Le meilleur système de sécurité sociale qu’un pays puisse offrir à sa population en âge de travailler est la capacité de subvenir à ses besoins et à ceux des personnes à sa charge. Les femmes sont en première ligne lorsqu’il s’agit de s’occuper de leurs proches. À cet égard, je pense qu’il faut travailler en partenariat avec des établissements d’enseignement et des organisations qui œuvrent pour le développement. Ainsi, le partenariat qui nous lie au Programme national d’aide financière aux étudiants (National Student Financial Aid Scheme – NFSAS) permet aux étudiants issus de familles pauvres qui sont admis dans un établissement d’enseignement supérieur d’avoir accès à un soutien financier, nos bénéficiaires ayant automatiquement droit à la bourse. À l’avenir, nous devrons sensibiliser à l’existence de ce partenariat pour que nos bénéficiaires aient connaissance avant même de s’inscrire de l’aide qui peut leur être accordée.
Dans le cadre de l’évolution de nos politiques, nous devons également investir dans l’éducation financière pour que les femmes utilisent le paiement sans espèces et l’argent mobile et pour que la société se familiarise avec des modes de paiement qui réduisent les coûts de transaction et les frais de déplacement tout en renforçant la sécurité.

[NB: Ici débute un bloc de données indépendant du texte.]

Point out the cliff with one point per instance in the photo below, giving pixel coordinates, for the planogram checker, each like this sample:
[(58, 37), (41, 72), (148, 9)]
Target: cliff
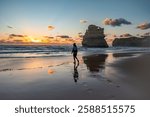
[(132, 41), (94, 37)]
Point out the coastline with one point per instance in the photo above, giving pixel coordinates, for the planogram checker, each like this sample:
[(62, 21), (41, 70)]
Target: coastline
[(100, 77)]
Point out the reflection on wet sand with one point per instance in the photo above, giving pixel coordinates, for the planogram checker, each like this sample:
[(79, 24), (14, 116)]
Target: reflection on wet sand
[(116, 55), (50, 71), (76, 74), (95, 62)]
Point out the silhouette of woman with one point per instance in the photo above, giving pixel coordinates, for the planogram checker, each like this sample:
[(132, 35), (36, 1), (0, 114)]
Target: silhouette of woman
[(76, 74), (74, 52)]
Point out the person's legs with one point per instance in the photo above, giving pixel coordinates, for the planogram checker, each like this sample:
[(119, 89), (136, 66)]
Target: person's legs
[(74, 57), (77, 59)]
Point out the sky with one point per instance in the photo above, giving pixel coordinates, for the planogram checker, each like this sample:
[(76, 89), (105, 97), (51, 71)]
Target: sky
[(50, 21)]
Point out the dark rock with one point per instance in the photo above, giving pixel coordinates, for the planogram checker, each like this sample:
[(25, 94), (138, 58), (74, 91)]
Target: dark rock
[(132, 41), (94, 37)]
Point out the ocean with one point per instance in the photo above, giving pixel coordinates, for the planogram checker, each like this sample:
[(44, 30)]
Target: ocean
[(35, 51)]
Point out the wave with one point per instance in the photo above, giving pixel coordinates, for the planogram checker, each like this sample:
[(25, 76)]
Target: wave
[(32, 51)]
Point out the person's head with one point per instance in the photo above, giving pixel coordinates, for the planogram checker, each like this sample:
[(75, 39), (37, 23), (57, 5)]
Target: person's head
[(74, 44)]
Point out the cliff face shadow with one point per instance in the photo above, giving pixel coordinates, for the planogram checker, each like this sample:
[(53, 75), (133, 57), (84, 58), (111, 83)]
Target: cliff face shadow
[(95, 63)]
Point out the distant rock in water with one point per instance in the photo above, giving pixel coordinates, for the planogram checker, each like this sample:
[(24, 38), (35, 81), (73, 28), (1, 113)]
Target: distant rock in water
[(94, 37), (132, 41)]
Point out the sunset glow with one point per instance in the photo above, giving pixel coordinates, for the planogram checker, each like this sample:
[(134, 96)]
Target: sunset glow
[(65, 22)]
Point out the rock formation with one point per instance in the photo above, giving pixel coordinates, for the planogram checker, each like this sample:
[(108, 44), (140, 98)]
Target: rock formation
[(94, 37), (132, 41)]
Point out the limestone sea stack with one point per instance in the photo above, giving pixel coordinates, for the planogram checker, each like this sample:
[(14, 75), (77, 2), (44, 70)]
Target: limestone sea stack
[(132, 41), (94, 37)]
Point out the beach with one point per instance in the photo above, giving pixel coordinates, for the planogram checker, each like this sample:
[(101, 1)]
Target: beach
[(99, 76)]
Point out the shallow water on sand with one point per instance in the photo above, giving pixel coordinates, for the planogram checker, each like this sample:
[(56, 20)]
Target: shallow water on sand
[(96, 77)]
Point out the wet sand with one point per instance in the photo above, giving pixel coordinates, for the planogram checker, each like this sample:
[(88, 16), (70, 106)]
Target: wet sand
[(97, 77)]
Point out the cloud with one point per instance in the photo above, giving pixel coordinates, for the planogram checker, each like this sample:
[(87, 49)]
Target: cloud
[(48, 37), (83, 21), (126, 35), (9, 27), (80, 34), (63, 36), (116, 22), (51, 27), (146, 34), (14, 35), (144, 26)]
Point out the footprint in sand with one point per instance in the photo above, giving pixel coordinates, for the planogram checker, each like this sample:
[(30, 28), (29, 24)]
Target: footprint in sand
[(109, 81), (84, 84), (89, 90)]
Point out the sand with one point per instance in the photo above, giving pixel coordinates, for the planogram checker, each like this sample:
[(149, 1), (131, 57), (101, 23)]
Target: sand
[(120, 76)]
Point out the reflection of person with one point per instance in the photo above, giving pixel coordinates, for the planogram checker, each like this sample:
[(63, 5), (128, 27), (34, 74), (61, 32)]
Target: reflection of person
[(74, 52), (76, 74)]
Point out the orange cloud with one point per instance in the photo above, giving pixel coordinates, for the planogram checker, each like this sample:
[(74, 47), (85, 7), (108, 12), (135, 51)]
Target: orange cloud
[(144, 26), (51, 27)]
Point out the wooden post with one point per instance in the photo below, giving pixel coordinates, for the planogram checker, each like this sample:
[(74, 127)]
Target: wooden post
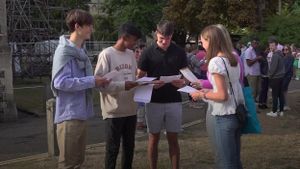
[(51, 129)]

Quel message adressez-vous à tous les membres de l’AISS à l’occasion de la Journée internationale de la femme?
Nous devons investir dans les filles et dans les femmes si nous voulons améliorer leur vie. Pour moi, cela implique de commencer par les encourager à développer leur force et leur agilité mentales. Il faut avoir conscience des facteurs de distraction, des incertitudes et des idées fausses qu’on nous a implantés et savoir comment les surmonter.
Je voudrais que les femmes s’attachent d’abord à prendre soin d’elles-mêmes et de leur propre bien-être. Il est aussi important pour nous, les femmes, de créer des environnements sécurisants sur le plan affectif afin que notre famille et nos collègues progressent et s’épanouissent.
Construisons et entretenons des réseaux de soutien. Il est vital pour les femmes de tisser des relations et des réseaux qui leur permettront de se guider, de se faire progresser et de se former mutuellement sur les plans personnel et professionnel.
Ayons pour objectif l’indépendance économique, grâce à l’éducation financière et en saisissant les possibilités de développement et d’autonomisation pour les femmes et les jeunes.